Hermine Gilquin/XIV

La bibliothèque libre.
E. Fasquelle (p. 61-64).
◄  XIII
XV  ►


XIV


En octobre, Hermine laisse aller sa rêverie au cours de la lumière alentie, elle regarde les dernières couleurs, respire les derniers parfums, voit tout décroître pendant qu’elle décroît aussi. Elle respire l’automne, elle goûte sa saveur funèbre, et elle essaie de dire les premiers frissons et les derniers désirs de toutes choses :

L’Automne

« L’Automne est venu. Il a succédé au vert printemps, à l’été bleu et doré.

» Lui, il est jaune et rouge, il est magnifique de couleur, et tout remué de vent. Mais il a déjà l’odeur de la mort.

» Il annonce pour bientôt le grand sommeil de la Terre. La nature semble attristée par sa future destinée.

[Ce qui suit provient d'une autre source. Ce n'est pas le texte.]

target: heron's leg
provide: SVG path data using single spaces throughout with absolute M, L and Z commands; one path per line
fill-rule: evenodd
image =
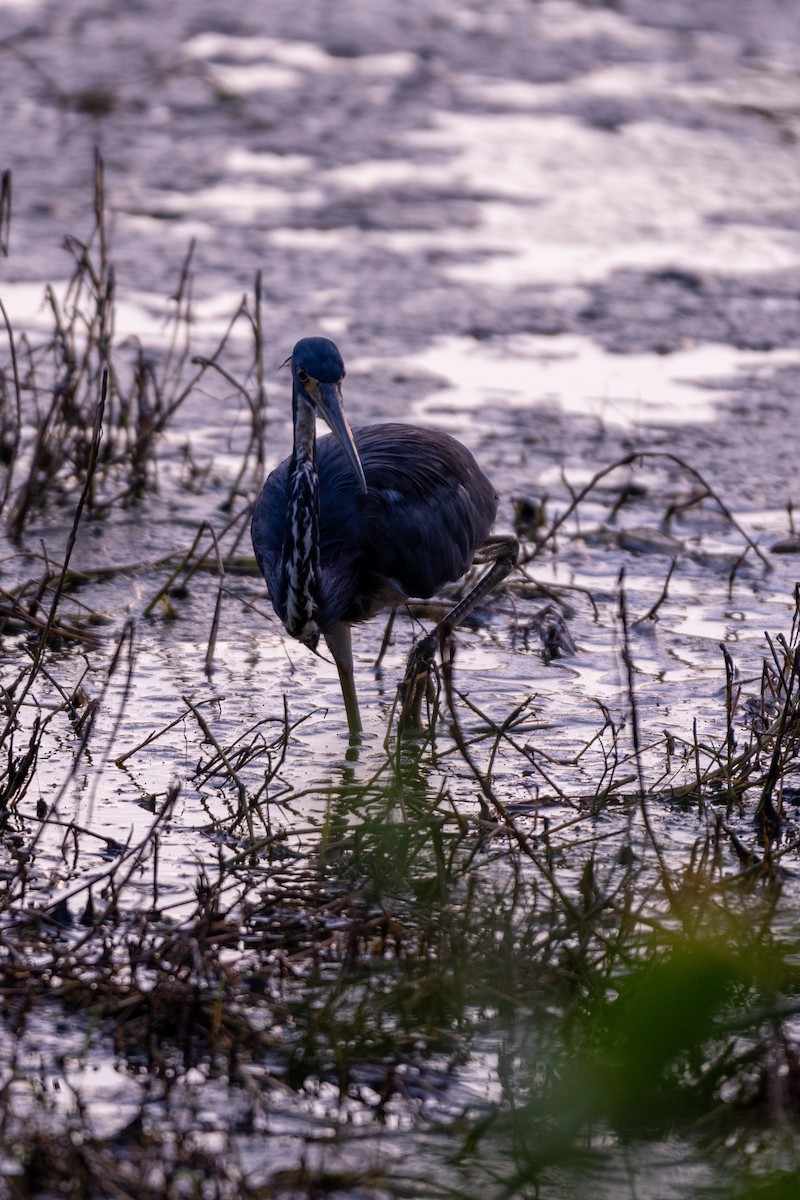
M 519 542 L 516 538 L 489 538 L 476 554 L 476 562 L 492 563 L 489 570 L 481 576 L 471 592 L 468 592 L 464 599 L 459 600 L 441 618 L 439 624 L 411 648 L 405 665 L 405 676 L 401 684 L 401 731 L 403 728 L 419 728 L 421 724 L 422 698 L 427 691 L 437 647 L 444 646 L 453 629 L 465 617 L 469 617 L 470 612 L 505 580 L 506 575 L 511 574 L 517 565 L 518 553 Z
M 350 733 L 361 733 L 361 714 L 359 713 L 359 697 L 355 694 L 355 676 L 353 673 L 353 640 L 350 626 L 339 622 L 323 635 L 327 642 L 327 648 L 333 655 L 336 670 L 339 673 L 342 685 L 342 697 L 348 719 Z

Les arbres sont en mouvement, tout encolérés sous la brise, ou bien restent immobiles et résignés comme s’ils abritaient des tombes.

» La campagne, parée de sa beauté dernière, n’a plus rien des grâces de sa jeunesse. Elle déploie, en revanche, tous les charmes de son épanouissement. Elle nous convie à sa fête suprême.

» Le dernier parfum de tout ce qui a vécu se concentre. C’est un baume consolateur qui m’enivre, me console de m’en aller avec tout ce qui va disparaître.

» Le Soleil, qui a fait se multiplier les germes, et jaillir à profusion les jeunes pousses, semble lui-même fatigué d’avoir ainsi brûlé la Terre. Il ne la regarde plus que de loin. Il ne se hausse plus qu’à grand’peine au-dessus de l’horizon.

» Les animaux, comme les plantes, éprouvent les terribles effets de son abandon. Oiseaux légers, chétifs insectes, les jours, les soirs et les nuits vont devenir rudes pour vous. Finies, vos danses capricieuses dans un rayon de soleil, vos courses éperdues à travers l’infini bleu !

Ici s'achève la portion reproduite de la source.